A Sci-Fi Master Celebrates 50 Years in High-Flying Style

THE PULPS are back – monsters, rockets, blasters and all.

And they’re back in style, a style that spans half a century of peering into the future by one of the masters of the pulp magazine form.

For anyone familiar with the golden age of the pulps, the magazine thrillers with prose matching the lurid covers, there’s a certain response to the name of L. Ron Hubbard before he got deeply serious, he was – simply – one of the best in the science-fiction field.

And the field at that time was purely science fiction, without the mixture of fantasy and "soft" science that marks the field today. It was "hard" science fiction, with labs and scientists and answers firmly rooted in technology.

Battlefield Earth is a prime exhibit, even though it’s a project of the 1980s. Hubbard, in a prologue defining his art, describes it as "the only one I ever wrote just to amuse myself," and he wrote it as a celebration of his 50th year as a professional writer.

It is Rocky, Indiana Jones, Star Wars, Flash Gordon and Battlestar Galactica all rolled into one – and then some.

It starts with a buckskin-clad frontiersman riding out of town – and ends with him riding off into the sunset and legend. Not bad, for a book that’s not a western.

It is Pure Good against Pure Evil, Mankind picking itself up off the mat to deliver a knockout blow to the rulers of the universe, damsels in distress and dog fights in the skies over Britain.
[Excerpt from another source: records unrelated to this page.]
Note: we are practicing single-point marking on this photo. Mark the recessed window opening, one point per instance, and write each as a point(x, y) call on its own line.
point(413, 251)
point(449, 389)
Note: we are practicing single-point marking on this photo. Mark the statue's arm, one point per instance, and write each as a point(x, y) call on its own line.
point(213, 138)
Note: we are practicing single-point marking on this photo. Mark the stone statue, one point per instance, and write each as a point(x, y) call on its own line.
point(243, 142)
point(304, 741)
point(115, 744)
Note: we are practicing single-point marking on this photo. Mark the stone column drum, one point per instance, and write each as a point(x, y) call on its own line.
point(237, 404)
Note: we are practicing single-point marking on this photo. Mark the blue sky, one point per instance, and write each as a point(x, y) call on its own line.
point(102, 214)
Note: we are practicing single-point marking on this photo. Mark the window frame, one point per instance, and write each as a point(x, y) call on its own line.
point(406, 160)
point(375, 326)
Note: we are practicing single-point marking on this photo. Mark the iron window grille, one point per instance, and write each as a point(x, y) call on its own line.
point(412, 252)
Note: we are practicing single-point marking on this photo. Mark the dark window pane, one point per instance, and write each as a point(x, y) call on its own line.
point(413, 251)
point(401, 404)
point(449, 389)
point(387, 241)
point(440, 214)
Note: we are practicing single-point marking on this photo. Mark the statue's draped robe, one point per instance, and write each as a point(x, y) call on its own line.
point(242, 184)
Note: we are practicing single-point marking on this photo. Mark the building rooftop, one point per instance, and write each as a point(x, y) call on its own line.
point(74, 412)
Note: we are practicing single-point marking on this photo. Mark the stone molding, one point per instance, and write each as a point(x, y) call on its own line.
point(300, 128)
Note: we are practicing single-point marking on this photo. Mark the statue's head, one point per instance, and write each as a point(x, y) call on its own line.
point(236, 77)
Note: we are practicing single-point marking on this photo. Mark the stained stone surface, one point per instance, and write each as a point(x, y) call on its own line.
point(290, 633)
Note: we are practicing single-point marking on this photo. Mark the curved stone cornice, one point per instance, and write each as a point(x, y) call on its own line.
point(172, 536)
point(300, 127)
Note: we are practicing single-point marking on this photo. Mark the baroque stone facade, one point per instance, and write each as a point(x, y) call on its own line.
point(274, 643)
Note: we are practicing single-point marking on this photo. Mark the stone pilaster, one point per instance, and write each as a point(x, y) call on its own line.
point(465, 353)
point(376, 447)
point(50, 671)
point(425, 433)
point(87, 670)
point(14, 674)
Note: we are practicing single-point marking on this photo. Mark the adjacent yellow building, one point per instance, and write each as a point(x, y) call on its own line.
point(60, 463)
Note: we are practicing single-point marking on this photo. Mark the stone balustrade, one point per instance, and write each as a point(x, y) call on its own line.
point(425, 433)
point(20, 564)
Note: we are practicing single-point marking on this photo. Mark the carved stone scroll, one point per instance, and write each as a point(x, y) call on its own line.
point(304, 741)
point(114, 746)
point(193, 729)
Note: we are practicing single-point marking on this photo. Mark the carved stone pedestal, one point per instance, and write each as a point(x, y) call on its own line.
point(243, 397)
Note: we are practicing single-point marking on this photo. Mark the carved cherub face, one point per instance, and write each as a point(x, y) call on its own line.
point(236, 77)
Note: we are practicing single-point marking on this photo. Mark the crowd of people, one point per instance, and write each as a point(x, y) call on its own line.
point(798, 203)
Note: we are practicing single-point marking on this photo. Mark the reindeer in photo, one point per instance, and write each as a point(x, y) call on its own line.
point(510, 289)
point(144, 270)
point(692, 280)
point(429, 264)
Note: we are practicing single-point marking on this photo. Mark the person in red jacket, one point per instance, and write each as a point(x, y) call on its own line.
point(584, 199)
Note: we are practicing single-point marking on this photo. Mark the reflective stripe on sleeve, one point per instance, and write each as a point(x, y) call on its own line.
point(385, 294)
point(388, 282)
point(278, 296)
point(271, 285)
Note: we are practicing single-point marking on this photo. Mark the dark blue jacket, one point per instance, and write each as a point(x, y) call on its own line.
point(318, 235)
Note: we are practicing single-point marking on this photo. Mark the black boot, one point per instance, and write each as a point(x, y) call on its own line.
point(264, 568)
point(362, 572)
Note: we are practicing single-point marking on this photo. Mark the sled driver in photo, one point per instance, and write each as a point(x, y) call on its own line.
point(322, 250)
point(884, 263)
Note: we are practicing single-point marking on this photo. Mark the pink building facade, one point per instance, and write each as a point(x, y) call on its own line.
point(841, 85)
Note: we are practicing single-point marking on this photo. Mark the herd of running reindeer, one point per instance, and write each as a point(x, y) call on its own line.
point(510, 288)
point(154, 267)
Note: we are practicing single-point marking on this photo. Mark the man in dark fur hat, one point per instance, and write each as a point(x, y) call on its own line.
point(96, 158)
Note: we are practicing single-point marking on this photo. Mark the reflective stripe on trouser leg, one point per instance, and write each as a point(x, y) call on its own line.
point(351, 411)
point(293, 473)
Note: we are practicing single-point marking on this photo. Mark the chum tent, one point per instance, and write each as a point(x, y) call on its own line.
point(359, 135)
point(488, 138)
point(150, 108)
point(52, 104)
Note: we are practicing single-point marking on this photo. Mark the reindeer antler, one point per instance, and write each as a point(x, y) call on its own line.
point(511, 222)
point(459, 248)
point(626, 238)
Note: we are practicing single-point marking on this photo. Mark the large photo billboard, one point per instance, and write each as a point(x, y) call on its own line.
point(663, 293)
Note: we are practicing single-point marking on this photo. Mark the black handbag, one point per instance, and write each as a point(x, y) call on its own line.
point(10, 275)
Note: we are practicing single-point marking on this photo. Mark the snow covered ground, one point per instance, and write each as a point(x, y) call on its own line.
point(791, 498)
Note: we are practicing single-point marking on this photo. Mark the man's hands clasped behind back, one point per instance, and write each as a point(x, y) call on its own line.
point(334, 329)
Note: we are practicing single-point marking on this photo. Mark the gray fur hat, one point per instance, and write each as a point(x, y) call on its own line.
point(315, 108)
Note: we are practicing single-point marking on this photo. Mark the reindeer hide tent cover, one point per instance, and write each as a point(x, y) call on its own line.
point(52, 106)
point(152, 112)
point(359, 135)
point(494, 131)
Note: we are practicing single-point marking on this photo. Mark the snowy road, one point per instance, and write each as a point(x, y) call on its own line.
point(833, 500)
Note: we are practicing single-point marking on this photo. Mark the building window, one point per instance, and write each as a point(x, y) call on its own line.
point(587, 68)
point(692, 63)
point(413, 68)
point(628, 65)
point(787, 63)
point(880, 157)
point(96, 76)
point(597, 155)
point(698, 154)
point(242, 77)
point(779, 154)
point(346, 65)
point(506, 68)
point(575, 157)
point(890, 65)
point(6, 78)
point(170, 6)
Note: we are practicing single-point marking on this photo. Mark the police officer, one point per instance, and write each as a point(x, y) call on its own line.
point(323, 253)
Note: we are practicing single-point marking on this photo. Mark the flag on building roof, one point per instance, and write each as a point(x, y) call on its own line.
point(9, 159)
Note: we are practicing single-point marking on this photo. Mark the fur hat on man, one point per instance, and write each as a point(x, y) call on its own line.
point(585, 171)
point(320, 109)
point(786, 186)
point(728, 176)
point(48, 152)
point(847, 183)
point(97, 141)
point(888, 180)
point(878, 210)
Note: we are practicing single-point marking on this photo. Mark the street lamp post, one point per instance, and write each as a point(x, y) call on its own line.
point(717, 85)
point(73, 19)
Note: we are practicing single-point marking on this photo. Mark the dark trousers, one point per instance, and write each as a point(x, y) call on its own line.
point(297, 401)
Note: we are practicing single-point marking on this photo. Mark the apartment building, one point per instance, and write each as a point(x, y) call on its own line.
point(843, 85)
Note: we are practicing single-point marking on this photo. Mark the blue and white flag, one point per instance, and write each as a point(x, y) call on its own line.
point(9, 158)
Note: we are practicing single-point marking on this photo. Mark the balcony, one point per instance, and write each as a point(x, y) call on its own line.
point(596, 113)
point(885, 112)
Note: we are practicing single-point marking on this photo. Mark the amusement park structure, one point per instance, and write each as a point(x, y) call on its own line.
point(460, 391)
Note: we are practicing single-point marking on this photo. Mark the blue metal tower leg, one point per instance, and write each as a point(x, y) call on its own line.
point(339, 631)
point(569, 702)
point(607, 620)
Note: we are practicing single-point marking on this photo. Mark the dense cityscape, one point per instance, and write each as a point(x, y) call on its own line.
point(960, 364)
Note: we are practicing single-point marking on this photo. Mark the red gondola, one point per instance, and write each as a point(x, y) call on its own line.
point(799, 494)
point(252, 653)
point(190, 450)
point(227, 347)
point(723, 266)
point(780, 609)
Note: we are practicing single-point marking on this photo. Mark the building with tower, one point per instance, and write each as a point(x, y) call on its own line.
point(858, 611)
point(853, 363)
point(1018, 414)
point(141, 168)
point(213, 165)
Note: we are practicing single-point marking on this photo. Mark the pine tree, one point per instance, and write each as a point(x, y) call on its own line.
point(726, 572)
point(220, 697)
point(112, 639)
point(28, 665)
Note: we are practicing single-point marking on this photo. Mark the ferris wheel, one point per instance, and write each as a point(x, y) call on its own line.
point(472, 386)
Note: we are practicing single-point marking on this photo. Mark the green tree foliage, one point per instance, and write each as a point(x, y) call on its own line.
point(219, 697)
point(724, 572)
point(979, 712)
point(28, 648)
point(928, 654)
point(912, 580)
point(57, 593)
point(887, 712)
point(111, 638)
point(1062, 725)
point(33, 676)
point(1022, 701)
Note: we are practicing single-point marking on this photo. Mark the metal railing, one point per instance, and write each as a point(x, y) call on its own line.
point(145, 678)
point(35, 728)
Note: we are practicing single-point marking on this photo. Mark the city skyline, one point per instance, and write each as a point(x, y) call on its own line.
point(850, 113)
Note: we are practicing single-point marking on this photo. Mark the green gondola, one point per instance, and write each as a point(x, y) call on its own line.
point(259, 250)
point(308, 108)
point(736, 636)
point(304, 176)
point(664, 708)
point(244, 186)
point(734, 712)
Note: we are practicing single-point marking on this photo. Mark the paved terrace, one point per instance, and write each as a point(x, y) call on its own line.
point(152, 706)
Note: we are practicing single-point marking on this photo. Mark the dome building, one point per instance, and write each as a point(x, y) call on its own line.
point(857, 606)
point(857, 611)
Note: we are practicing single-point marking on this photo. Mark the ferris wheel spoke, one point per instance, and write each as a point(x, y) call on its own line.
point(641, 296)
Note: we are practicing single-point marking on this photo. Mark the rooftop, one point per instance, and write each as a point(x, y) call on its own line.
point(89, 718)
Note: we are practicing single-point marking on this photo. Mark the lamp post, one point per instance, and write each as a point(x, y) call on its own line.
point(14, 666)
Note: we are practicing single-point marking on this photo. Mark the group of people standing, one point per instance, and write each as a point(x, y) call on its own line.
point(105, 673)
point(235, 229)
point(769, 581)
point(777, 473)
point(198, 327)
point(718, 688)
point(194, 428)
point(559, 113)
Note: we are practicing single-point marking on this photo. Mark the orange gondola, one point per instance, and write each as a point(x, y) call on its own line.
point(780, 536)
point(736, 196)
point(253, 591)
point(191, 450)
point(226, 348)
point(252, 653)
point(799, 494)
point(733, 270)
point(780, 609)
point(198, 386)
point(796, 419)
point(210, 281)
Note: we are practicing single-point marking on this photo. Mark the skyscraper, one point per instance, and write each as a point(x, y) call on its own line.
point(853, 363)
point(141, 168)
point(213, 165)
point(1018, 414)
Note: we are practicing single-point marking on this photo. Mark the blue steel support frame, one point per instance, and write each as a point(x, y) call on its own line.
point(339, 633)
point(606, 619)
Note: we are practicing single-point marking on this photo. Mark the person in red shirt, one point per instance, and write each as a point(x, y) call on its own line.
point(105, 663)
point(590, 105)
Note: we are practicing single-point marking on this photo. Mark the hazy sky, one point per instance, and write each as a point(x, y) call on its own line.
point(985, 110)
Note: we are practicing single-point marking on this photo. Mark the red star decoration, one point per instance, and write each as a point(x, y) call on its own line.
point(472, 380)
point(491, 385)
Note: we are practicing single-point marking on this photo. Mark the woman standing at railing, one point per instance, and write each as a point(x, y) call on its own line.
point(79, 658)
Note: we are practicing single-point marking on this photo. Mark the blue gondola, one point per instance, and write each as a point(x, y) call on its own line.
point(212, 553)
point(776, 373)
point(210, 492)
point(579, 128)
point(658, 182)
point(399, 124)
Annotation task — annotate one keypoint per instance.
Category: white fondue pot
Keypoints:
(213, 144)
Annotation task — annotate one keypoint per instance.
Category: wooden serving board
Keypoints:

You can fit a lot of this sort of thing into 819 pages and you can do it in cliffhanger-after-cliffhanger style.

Hubbard’s hero in this novel, subtitled "A Saga of the Year 3000," is one Jonnie Goodboy Tyler, resident of a mountain village near what once had been Denver. About the year 2,000 the totally merciless and rapacious Psychlos, possessors of the secret of teleportation and enslavers of all other races, had found the insignificant Earth by backtracking a space probe with an engraved map (take that, Carl Sagan) and had wiped out all but a few earthlings with a barrage of poison gas.

Tyler’s curiosity breaks the millenium of lethargy and lands him as a captive in the Psychlos’ mining complex, where the BEMs (the generic sci-fi abbreviation for bug-eyed-monsters, who may or may not be bug-eyed) are getting the planet for its minerals.

Jonnie escapes, rallies the troops, and pulls off a series of impossible raids and battles that are won through personal bravery and his lightning-quick mind. You get the picture.

Of course, Hubbard hasn’t been able to totally ignore a few ideas he probably couldn’t have flown in his pulp-magazine days; the ultimate battle, the one that comes after the combined forces of the BEMs have been turned back, is a delicious twist and an amusing satire involving bankers.

For anyone with the stamina for a novel this long, Battlefield Earth is vintage hard science fiction, done by a master storyteller.